20. I am satisfied from a written statement which he made in April 1974 when he appealed to the War Pensions Assessment Appeal Tribunal that he had then been looking for lighter work, presumably including working simply as a driver, but that he had been unable to find other employment. He said in the statement that that was "on account of my age and health". Giving oral evidence, he said that after he had left the sanitorium in 1961, it had taken him six months to obtain work, employers being unwilling to employ him because he had been suffering from pulmonary tuberculosis. However, by 1975, as I have found, his chest was not causing him trouble; he had been in continuous employment as a driver/delivery man/labourer for 14 years. The risk of recurrence of hernia was then related to heavy lifting, not to driving or to the condition of his chest. I find, therefore, that in 1976, immediately after he had ceased work, he was prevented by the left and right inguinal hernias from continuing to do the work which he had been doing for Tarax but that he was not prevented from doing driving work and that his inability to obtain employment simply as a driver was not the result of any medical condition but because of his age.
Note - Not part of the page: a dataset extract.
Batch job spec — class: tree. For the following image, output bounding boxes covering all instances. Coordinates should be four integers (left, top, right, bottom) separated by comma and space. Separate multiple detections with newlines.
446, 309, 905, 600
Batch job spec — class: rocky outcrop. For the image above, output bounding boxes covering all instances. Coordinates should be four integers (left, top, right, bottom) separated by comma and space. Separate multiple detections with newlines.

21. Mr Macaulay drew the Tribunal's attention to the fact that "has ceased" in section 24(2)(a)(i) is the perfect tense of the verb. That tense, in contrast to the aorist and imperfect tenses, is used where something has been done which is continuing to have an effect. He submitted that, because of the use of the perfect tense, paragraph (i) was to be construed as referring to the situation where the veteran not only ceased to engage in remunerative work for reasons other than his incapacity from war-caused injury or disease but has remained unable to engage in it for those reasons. In my view it undoubtedly requires that the cessation of engagement in remunerative work of any type to which regard is to be had must be the most recent cessation of it before the date upon which the criteria in section 24(1) are required to be met; but I am unable to accept that regard is to be had only to his reason for not engaging in remunerative work of that type at that date. Paragraph (i) directs attention to the reasons for the cessation of his engaging in such work.
22. In view of the findings of fact which I have made I am satisfied that the respondent ceased to engage in the particular remunerative work which he was last doing partly because of the risk of a deterioration of the degeneration of his spine and recurrence of his left inguinal hernia if he had continued to engage in it. If regard may be had only to the driving element of his work, I am satisfied also that at the time he ceased that work he had found that employment simply as a driver was not available to him on account of his age. I have come to the conclusion, therefore, that he is not to be taken to have been suffering on 30 May 1984 a loss of salary or wages by reason of his incapacity from war-caused injury or war-caused disease. Consequently, on that date he did not meet the third of the criteria set by section 24(1) as necessary to qualify him for the Special Rate of pension.
23. Accordingly the decision under review must be set aside and in substitution for it it must be decided that pension is to be paid to the respondent at the rate of 100% of the General Rate with effect from 30 May 1984.